Guest blog by Angus Addlesee, one of the showcase presenters at the DataTech during DataFest21’s Our People week.
The Benefits of Voice Assistants
Voice Assistants (like Siri or Amazon Alexa) are now commonplace and can be really useful. For example, my hands were covered in flour the other day as I made pizza. I would have had to wash my hands to set timers in the past, but now I can set them with just my voice.
This is handy, but voice assistants can hugely improve some people’s lives.
In a recent conversation with a gentleman that has MS, he mentioned that even something as routine as turning off his light at night was impossible for him. Now, using just his voice, he has some of his independence back. He noted that this has made a world of difference to his wellbeing.
Similarly, independently putting on music becomes difficult as dementia progresses. Buttons are fiddly, tablet interfaces are confusing, and record players require many steps to put on a particular song. Music is extremely beneficial to people with dementia however (check out Playlist for Life), so can voice assistants help here? I am working to answer this currently and initial results suggest the answer is a resounding yes! One participant in the project said that he turns off the TV to listen to music now, and has even found new songs from artists that he loved when he was younger.
If you are still not convinced, I have one last example for you – people affected by sight loss. Computers can now ‘see’ and interpret these visual scenes. Can we answer questions asked by blind and partially sighted people? Read until the end to find out…
Our Conversations are Messy
How many times have you forgotten a word mid-sentence, pausing to remember it? Often these pauses are silent, but if you have ever listened to a recording of yourself – you may notice some pauses filled with ‘uums’. How many times have you jumbled your sentence and just decided to restart it entirely? I do this all the time… We even repeat words without really realising like: “I really liked that that that show about chess on Netflix”.
This is just talking individually too, not with others. How many times has someone spoken over you completely, or attempted to finish your sentence when you hesitate? We even say things like “yep”, “uh-huh”, and “oh” while someone is telling us a story.
Conversation is more complex than you would initially think.

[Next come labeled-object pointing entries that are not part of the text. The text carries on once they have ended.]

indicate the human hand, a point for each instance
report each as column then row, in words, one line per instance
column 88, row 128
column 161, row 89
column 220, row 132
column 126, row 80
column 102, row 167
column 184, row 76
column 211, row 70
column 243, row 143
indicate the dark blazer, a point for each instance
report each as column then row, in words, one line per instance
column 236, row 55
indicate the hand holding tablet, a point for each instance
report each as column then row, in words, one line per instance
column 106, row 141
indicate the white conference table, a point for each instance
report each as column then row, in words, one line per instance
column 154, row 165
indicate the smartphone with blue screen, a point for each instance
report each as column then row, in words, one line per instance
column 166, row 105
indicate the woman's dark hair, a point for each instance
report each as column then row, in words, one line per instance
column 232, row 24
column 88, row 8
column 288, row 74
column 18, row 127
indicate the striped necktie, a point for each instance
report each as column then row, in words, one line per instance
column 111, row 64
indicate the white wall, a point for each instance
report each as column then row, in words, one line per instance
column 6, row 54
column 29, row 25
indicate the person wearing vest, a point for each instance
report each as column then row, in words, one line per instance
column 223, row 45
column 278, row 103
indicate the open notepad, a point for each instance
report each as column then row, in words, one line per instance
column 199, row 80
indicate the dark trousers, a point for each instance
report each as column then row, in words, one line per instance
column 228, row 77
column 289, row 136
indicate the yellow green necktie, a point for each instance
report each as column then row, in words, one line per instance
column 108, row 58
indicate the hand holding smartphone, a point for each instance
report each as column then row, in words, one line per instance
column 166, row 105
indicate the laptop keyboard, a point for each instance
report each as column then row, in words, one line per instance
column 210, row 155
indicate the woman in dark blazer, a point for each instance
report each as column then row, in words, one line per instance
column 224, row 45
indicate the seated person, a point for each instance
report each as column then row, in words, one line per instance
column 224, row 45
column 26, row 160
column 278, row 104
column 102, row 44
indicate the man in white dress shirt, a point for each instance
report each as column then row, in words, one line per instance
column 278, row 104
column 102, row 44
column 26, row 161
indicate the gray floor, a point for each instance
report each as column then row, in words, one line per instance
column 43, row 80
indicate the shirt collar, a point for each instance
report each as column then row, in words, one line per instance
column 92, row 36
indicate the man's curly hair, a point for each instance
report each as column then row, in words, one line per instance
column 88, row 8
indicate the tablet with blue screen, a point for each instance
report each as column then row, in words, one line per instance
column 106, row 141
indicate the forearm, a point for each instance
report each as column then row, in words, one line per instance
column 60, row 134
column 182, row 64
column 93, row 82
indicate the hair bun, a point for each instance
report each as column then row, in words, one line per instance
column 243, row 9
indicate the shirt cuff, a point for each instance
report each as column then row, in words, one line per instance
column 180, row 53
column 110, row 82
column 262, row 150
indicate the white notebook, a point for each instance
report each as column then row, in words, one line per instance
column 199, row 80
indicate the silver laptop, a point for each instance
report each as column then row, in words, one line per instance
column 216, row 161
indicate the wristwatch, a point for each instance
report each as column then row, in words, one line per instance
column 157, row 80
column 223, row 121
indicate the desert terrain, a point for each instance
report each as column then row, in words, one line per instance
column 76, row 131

This is before we even start on the visual cues we use! We nod in agreement, shake our heads in disgust, make eye contact to show engagement, furrow our brows to show confusion, and point at things around us.
We use these ‘conversational phenomena’ subconsciously every day to guide our interactions. Maybe look out for some of these when you next chat to someone.
Importantly, dialogue changes as cognition declines and these phenomena become more common and more pronounced over time. People pause mid-sentence more often as dementia progresses for example, and these pauses become longer. To get around these long pauses, people with dementia will maybe say “Can you get the thing in the oven?” instead of “Can you get the chicken?”, making it less obvious that they have forgotten the word ‘chicken’. These changes are important to explore if we are to design better voice assistants.
We Adapt to Voice Assistants
If I said the following to you, what would you think I wanted you to do?
“Alex – my hands are dirty so could you maybe set me a timer for uuh, I don’t know, a a couple of minutes?”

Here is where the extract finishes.